Scripture:
2 Timothy 1:1-3, 6-12
Mark 12:18-27
Reflection:
The personality of Paul lunges out of the text at us as we read the words of 2 Timothy in today’s selection. He claims his title as an Apostle of Jesus Christ, made so by the will of God so that he might achieve the promise of eternal life in Christ Jesus.
Because he was convinced of his divine vocation and the promise of eternal life which depended on his faithful obedience to God’s call to him, the struggles and sufferings that would mark his apostolic journeys were given meaning, and given a relatively secondary importance.
2 Timothy is set in a jail cell; to Paul is ascribed the certainty that he is soon to die, and thus his wish to be reunited with his co-worker for the Lord, Timothy.
This is the same conviction that any Christian can have when he or she is convinced that Jesus Christ has not only died for his or her salvation, but that He has also called each one of us into a life of grace and mission as members of Christ’s Body, the Church. The struggles and sufferings of life do not go away, but they fall into place as expressions of our mission, to witness to the life of Jesus and to draw all people to a life of grace in the Church of Jesus Christ.

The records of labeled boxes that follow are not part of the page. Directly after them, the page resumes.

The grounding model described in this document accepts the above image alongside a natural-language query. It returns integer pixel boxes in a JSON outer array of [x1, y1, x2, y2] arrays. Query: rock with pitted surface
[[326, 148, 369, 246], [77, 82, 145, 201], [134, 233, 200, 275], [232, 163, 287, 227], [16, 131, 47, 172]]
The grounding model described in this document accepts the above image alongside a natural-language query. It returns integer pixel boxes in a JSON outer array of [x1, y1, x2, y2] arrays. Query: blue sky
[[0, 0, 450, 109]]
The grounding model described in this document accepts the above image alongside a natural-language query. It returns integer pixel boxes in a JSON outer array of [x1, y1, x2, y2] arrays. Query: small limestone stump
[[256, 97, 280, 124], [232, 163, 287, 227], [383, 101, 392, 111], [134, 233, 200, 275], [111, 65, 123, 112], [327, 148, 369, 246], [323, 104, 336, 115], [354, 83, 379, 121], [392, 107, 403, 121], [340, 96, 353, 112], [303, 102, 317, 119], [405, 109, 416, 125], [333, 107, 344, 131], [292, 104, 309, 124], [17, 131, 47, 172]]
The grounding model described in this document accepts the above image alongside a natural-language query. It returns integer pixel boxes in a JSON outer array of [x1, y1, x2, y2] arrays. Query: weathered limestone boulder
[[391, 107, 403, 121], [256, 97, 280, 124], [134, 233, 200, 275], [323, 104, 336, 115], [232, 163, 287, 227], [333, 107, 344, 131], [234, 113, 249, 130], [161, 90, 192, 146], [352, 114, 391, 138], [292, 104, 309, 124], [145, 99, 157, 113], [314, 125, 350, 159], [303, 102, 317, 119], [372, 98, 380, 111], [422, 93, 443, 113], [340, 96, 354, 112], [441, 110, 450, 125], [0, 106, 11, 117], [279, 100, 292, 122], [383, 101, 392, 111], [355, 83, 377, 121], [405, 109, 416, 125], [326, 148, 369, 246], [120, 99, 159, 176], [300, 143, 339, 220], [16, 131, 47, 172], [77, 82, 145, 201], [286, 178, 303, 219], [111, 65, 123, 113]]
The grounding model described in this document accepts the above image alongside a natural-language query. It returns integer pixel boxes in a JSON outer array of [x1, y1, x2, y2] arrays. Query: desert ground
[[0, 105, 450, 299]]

In the gospel of today’s lectionary, Jesus fields the question of multiple spouses and the afterlife. Since the Sadducees were trying to corner Jesus into a contradiction in his teaching, we don’t take this question, or Jesus’ answer, as an example of good catechetical practice. Nor do we expect to find the core teaching of Jesus on the subject of marriage in this exchange.
1 Cor 2:9 (But as it is written: “What eye has not seen, and ear has not heard, and what has not entered the human heart, what God has prepared for those who love him,”) reminds us that we are responsible for giving our hearts and minds over to God’s truth in this life; but we can not even begin to understand how our life with Christ will be realized in the eternal Kingdom of God. What a joy and fulfillment lies ahead for each us. We can respond with the words of 2 Timothy, “…I know him in whom I have believed and am confident that he is able to guard what has been entrusted to me until that day.”
Fr. Arthur Carrillo, C.P. is the director of the Missions for Holy Cross Province. He lives in Citrus Heights, California.